[cedws]

K8S is overrated, it's actually pretty terrible but everyone has been convinced it's the solution to all of their problems because it's slightly better than what we had 15 years ago (Ansible/Puppet/Bash/immutable deployments) at 10x the complexity. There are so many weird edge cases just waiting to completely ruin your day. Like subPath mounts. If you use subPath then changes to a ConfigMap don't get reflected into the container. The container doesn't get restarted either of course, so you have config drift built in, unless you install one of those weird hacky controllers that restarts pods for you.

[Thaxll]

It's not slightly better it's way better than Ansible/Puppet/Bash/immutable deployments, because everything follow the same paterm and is standard.

You get observability pretty much for free, solution from 15 years ago were crap, remember Nagios and the like?

Old solutions would put trash all over the disk in /etc/. How many time did we have to ssh to fix / repair stuff?

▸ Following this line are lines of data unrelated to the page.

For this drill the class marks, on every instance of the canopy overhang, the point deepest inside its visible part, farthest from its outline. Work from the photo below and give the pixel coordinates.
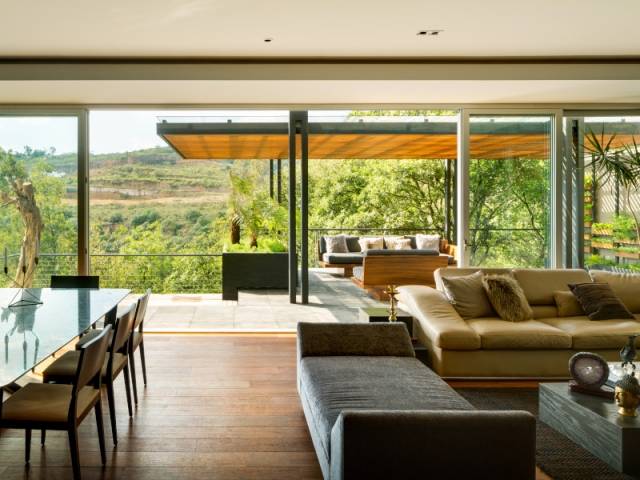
(362, 140)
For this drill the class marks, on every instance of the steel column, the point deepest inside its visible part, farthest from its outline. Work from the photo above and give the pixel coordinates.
(293, 253)
(83, 193)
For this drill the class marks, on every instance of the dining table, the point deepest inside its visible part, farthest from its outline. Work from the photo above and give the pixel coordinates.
(33, 330)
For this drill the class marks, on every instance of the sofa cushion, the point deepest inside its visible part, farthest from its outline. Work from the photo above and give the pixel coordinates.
(625, 285)
(337, 244)
(351, 257)
(332, 384)
(507, 298)
(568, 305)
(540, 284)
(467, 295)
(438, 320)
(599, 302)
(439, 274)
(589, 335)
(496, 334)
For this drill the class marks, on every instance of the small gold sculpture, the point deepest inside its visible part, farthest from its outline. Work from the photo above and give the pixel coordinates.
(627, 395)
(393, 302)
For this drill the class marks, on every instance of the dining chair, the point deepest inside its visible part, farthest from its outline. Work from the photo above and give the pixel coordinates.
(75, 281)
(137, 342)
(47, 406)
(117, 361)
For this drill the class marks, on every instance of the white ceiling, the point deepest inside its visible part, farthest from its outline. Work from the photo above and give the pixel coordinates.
(327, 28)
(317, 92)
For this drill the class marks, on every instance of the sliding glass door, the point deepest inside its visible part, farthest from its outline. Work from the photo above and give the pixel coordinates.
(38, 188)
(508, 201)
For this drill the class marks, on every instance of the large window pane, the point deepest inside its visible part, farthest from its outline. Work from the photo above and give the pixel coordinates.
(39, 155)
(509, 190)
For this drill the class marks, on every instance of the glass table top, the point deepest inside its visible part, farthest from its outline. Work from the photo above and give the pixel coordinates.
(29, 334)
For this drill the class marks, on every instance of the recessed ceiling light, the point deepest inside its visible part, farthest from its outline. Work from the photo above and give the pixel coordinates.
(429, 33)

All the health check / load balancer is also much better handled on Kubernetes.

[romaaeterna]

I wouldn't throw away k8s just for subPath weirdness, but I hear your general point about complexity. But if you are throwing away Ansible and Puppet, what is your solution? Also I'm not entirely sure what you are getting at with bash (what does shell scripting have to do with it?) and immutable deployments.

[cedws]

That's only one example of K8s weirdness that can wake you up at 3am. How: change is rolled out during business hours that changes service config inside ConfigMap. Pod doesn't get notified or reload this change. Pod crashes at night, loads the new (bad/invalid) config, takes down production. To add insult to injury, the engineers spend hours debugging the issue because it's completely unintuitive that CM changes are not reflected ONLY when using subPath.

[yabones]

That's totally valid. I understand the desire of k8s maintainers to prevent "cascading changes" from happening, but this one is a very reasonable feature they seem to not support. There's a pretty common hack to make things restart on a config change by adding a pod annotation with the configmap hash:

      annotations:
        checksum/config: {{ include (print $.Template.BasePath "/configmap.yaml") . | sha256sum }}

But I agree that it shouldn't be needed. There should be builtin and sensible ways to notify of changes and react.

[stackskipton]

This is argument for 12Factor and Env Vars for Config.

Also, Kustomize can help with some of this since it will rotate the name of ConfigMaps so when any change happens, new ConfigMap, new Deployment.

[8n4vidtmkvmk]

That's how I do it, with kustomize. Definitely confused me before I learned that, but hasn't been an issue for years. And if you don't use kustomize, you just do... What was it kubectl rollout? Add that to the end you deploy script and you're good.

[romaaeterna]

I told you that I hear you on K8s complexity. But since you throw out Ansible/Puppet/etc., what technology are you advocating?